Bricanyl

One tablet contains 2.5 mg terbutaline sulfate.

Pharmaco-therapeutical group: selective β₂-agonist, terbutaline. ATC code: R03C C03.
Pharmacology: Pharmacodynamics: Terbutaline is an adrenergic agonist which predominantly stimulates β₂-receptors, thus producing relaxation of bronchial smooth muscle, inhibition of the release of endogenous spasmogens, inhibition of edema caused by endogenous mediators, increased mucociliary clearance and relaxation of the uterine muscle.
The bronchodilating effect of Terbutaline sulfate (Bricanyl) tablets has in clinical trials been shown to have a duration for up to 8 hours.
Pharmacokinetics: There is a considerable first-pass metabolism in the intestinal wall and in the liver. The bioavailability is about 10% and increases to about 15% if terbutaline is taken on an empty stomach. Maximum plasma concentration of terbutaline is reached within 3 hours. Terbutaline is metabolized mainly by conjugation with sulphuric acid and excreted as the sulfate conjugate. No active metabolites are formed.
Toxicology: Preclinical safety data: The major toxic effect of terbutaline, observed in toxicological studies, is focal myocardial necrosis. This type of cardiotoxicity is a well-known class-effect, and the effect of terbutaline is similar to or less pronounced than that of other beta-receptor agonists.
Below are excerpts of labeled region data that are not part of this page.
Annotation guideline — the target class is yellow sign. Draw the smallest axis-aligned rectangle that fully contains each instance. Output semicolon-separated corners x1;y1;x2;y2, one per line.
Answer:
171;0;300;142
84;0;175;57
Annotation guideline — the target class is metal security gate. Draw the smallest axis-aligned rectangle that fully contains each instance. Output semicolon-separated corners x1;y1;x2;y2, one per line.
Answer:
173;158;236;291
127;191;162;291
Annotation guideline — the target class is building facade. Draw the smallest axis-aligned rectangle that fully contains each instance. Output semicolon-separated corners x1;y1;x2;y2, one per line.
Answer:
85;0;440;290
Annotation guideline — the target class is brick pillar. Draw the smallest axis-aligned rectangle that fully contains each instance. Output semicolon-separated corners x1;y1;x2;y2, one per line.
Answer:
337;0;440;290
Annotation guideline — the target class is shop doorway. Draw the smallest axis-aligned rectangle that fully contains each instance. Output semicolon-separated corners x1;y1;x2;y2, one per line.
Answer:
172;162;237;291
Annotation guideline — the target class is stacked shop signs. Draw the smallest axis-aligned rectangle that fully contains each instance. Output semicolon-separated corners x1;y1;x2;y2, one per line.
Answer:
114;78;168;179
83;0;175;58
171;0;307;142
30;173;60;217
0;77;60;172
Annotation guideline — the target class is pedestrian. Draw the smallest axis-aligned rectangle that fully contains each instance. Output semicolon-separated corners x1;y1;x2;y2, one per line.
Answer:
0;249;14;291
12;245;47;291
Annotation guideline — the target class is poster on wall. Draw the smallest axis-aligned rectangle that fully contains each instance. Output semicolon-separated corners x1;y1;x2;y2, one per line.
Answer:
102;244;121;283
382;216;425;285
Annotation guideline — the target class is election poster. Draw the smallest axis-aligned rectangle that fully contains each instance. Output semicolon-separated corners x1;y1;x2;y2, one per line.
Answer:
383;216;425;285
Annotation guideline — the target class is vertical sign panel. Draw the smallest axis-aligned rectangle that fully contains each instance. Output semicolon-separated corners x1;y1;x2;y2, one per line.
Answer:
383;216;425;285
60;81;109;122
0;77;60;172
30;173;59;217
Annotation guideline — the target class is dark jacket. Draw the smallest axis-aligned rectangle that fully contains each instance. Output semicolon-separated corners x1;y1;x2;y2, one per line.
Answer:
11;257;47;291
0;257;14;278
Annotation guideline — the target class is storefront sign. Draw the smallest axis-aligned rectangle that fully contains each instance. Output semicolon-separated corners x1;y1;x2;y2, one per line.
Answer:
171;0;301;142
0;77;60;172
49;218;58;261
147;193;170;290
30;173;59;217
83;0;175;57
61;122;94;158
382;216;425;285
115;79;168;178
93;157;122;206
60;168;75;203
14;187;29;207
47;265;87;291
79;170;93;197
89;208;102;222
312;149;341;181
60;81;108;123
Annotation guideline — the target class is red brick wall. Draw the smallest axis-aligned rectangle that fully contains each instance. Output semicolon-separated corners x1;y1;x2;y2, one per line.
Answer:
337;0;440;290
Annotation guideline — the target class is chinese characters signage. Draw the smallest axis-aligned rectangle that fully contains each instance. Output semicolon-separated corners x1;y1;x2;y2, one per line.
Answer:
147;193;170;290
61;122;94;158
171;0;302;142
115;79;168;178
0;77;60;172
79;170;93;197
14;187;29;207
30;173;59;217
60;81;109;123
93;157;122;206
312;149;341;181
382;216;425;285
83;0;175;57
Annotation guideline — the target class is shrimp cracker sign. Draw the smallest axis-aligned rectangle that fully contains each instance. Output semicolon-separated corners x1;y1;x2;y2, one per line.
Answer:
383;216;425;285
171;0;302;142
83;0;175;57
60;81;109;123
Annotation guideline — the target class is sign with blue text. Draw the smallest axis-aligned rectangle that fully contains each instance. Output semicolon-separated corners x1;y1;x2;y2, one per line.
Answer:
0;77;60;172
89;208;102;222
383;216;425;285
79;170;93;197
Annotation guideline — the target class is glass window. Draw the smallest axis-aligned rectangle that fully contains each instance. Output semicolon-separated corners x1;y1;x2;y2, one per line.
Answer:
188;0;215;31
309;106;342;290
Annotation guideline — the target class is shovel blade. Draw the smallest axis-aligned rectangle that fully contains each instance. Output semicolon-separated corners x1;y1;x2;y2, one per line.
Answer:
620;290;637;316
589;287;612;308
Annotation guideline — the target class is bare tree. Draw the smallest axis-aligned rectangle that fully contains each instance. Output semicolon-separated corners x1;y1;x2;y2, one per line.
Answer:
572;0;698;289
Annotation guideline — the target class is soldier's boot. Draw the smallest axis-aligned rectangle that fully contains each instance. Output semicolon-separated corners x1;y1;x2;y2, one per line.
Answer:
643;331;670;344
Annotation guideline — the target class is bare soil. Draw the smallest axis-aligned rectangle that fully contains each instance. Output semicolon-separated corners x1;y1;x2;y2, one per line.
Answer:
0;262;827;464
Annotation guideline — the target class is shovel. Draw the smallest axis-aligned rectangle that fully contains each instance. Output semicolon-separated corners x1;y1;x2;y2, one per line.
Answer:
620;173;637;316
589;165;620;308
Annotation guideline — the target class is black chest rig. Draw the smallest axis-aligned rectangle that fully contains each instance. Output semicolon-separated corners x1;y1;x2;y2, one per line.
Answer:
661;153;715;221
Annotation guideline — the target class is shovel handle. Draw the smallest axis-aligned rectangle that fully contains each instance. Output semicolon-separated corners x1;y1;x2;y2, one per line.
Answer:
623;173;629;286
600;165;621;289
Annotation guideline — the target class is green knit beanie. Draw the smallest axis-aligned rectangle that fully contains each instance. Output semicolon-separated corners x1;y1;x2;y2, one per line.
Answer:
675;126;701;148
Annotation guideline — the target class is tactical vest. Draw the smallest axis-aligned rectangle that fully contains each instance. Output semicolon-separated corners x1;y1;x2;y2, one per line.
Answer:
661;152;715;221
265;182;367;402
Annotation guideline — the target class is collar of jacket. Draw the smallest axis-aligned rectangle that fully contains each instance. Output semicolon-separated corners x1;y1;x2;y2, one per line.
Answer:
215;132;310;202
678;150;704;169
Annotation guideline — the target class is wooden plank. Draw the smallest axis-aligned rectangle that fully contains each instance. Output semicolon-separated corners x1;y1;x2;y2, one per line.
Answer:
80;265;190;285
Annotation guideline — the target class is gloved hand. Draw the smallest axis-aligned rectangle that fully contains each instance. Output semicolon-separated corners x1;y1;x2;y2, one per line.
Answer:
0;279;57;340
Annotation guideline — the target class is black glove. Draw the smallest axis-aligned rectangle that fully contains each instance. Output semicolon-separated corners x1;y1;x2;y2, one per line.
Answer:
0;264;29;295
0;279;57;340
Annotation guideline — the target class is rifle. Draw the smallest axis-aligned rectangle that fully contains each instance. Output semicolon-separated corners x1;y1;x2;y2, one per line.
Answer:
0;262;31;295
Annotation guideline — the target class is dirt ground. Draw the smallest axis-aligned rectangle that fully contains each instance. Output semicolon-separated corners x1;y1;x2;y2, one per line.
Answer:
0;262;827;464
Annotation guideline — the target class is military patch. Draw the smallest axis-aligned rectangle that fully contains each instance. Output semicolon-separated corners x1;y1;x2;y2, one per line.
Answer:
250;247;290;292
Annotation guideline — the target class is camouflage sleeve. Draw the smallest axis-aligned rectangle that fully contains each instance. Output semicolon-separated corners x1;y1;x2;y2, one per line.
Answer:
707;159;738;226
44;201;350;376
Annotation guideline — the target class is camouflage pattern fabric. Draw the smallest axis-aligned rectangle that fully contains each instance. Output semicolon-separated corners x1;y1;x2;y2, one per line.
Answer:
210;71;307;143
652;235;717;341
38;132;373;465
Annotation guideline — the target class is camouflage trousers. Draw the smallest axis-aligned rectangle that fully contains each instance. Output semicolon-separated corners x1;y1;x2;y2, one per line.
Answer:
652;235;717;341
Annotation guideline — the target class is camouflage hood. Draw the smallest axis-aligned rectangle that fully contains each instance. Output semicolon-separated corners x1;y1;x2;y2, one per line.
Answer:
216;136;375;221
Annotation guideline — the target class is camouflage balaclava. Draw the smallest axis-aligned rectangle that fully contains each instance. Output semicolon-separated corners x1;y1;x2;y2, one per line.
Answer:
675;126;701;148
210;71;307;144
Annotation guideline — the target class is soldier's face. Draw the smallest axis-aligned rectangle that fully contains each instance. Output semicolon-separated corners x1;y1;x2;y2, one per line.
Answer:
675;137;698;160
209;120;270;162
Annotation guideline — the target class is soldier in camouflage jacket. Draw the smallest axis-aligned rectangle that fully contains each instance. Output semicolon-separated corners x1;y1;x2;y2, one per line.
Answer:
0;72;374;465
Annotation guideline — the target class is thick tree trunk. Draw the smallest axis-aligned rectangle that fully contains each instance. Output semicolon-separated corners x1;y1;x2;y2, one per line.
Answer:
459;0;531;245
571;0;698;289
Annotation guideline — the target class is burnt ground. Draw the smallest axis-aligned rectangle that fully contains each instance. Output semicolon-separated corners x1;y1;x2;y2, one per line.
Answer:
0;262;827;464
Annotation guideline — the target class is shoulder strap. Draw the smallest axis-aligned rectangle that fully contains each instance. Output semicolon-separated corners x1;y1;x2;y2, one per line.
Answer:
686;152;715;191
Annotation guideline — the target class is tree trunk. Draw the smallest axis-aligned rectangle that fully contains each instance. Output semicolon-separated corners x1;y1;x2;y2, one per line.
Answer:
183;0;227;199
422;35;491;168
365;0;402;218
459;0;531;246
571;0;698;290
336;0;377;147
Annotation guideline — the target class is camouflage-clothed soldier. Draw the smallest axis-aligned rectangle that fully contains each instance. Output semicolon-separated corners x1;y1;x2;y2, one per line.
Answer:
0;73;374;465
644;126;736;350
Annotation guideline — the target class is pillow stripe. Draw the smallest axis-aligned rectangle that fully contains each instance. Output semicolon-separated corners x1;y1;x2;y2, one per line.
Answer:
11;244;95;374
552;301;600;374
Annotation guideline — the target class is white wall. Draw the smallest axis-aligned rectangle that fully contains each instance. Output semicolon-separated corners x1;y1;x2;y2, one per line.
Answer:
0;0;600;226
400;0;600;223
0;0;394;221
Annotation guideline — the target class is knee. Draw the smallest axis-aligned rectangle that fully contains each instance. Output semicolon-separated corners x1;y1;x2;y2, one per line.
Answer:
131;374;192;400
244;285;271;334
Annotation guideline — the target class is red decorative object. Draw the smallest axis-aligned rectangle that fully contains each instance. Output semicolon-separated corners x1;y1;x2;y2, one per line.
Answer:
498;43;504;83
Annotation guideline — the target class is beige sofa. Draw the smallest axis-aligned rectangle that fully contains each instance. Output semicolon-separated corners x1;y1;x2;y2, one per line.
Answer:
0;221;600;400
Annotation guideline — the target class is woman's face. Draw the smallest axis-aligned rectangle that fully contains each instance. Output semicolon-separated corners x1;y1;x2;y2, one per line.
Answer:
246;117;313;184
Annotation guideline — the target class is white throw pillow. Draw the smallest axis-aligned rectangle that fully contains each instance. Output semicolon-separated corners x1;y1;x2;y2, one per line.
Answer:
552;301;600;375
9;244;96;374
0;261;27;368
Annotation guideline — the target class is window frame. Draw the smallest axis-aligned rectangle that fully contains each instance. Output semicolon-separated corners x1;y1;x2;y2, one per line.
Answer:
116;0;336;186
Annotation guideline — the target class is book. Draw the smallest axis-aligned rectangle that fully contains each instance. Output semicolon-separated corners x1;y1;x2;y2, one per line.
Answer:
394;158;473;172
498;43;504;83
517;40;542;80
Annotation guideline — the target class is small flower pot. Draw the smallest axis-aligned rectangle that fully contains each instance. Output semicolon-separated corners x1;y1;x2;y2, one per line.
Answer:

Bronchial asthma. Chronic bronchitis, emphysema and other lung diseases where bronchospasm is a complicating factor.

Terbutaline sulfate (Bricanyl) tablets should be used as maintenance therapy in asthma and other pulmonary diseases where bronchospasm is a complicating factor. When used as maintenance therapy, the patient should also receive optimal anti-inflammatory therapy, e.g., inhaled corticosteroids, leukotriene receptor antagonists.
Dosage should be individualized.
Adults: During the first 1-2 weeks 2.5 mg (1 tablet) 3 times in a 24 h period is recommended. The dose may then, if necessary, be increased to 5 mg (2 tablets) 3 times in 24 hours.
Children: 0.075 mg/kg body weight 3 times in 24 hours. Not more than 5 mg (2 tablets) 3 times in 24 hours.

Possible symptoms and signs: Headache, anxiety, tremor, nausea, tonic muscle cramps, palpitations, tachycardia and cardiac arrhythmias. A fall in blood pressure sometimes occurs.
Laboratory findings: Hyperglycemia and lactacidosis sometimes occur. β₂-agonists may cause hypokalemia as a result of redistribution of potassium.
Treatment of overdosage: Usually no treatment is required. If it can be suspected that significant amounts of terbutaline sulfate have been swallowed, the following measures should be considered: Gastric lavage, activated charcoal. Determine acid-base balance, blood glucose and electrolytes. Monitor heart rate and rhythm and blood pressure. The preferred antidote for overdosage with Terbutaline sulfate (Bricanyl) is a cardioselective beta-receptor blocking agent, but beta-receptor blocking drugs should be used with caution in patients with a history of bronchospasm. If the β₂-mediated reduction in peripheral vascular resistance significantly contributes to the fall in blood pressure, a volume expander should be given.

Hypersensitivity to any of the ingredients.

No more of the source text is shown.